El tiovivo de la plaza, no era un tiovivo normal, era un tiovivo muy muy viejo, pero que nunca pasaba de moda. Lo llevaba un anciano, el cuál heredó el tiovivo de su padre y este de su padre, y así progresivamente.
Los rumores dicen que era un tiovivo ¡mágico!
El niño y el padre, fueron al famoso tiovivo. Ya montado y agarrado a su caballo azul, al que llamaba Rocinante pero ser tan delgado como el caballo del famoso hidalgo, la atracción empezó a dar vueltas y vueltas, y más vueltas.
Padre e hijo ya en su casa, se dieron cuenta que habían dejado un zapato en el tiovivo.
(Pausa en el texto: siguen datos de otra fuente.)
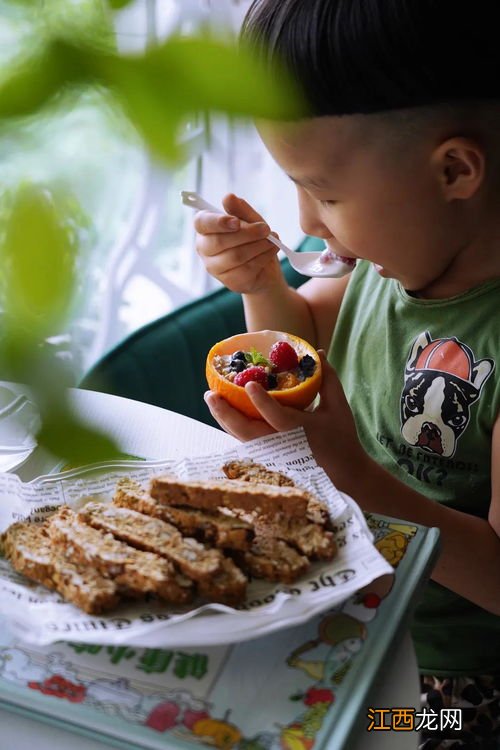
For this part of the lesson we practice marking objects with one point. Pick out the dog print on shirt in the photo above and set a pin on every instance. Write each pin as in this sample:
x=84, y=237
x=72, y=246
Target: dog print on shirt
x=442, y=380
El padre corriendo, fue a hablar con el anciano del mágico tiovivo. Este le dijo que lo que se pierde en el tiovivo, se queda en el tiovivo, y que volviese mañana. El padre extrañado por la respuesta del anciano, volvió a su casa donde le contó a su hijo lo que le respondió el anciano.
Al día siguiente, fueron a la plaza, el tiovivo estaba en marcha. Pero de repente el tiovivo paró y dejó a la vista ¡un precioso zapato negro tan grande como el azul caballo Rocinante!, En el se encontraba un niño que agarraba los cordones para no caerse...
Y colorín colorado este cuento se ha acabo, ¿Te ha gustado?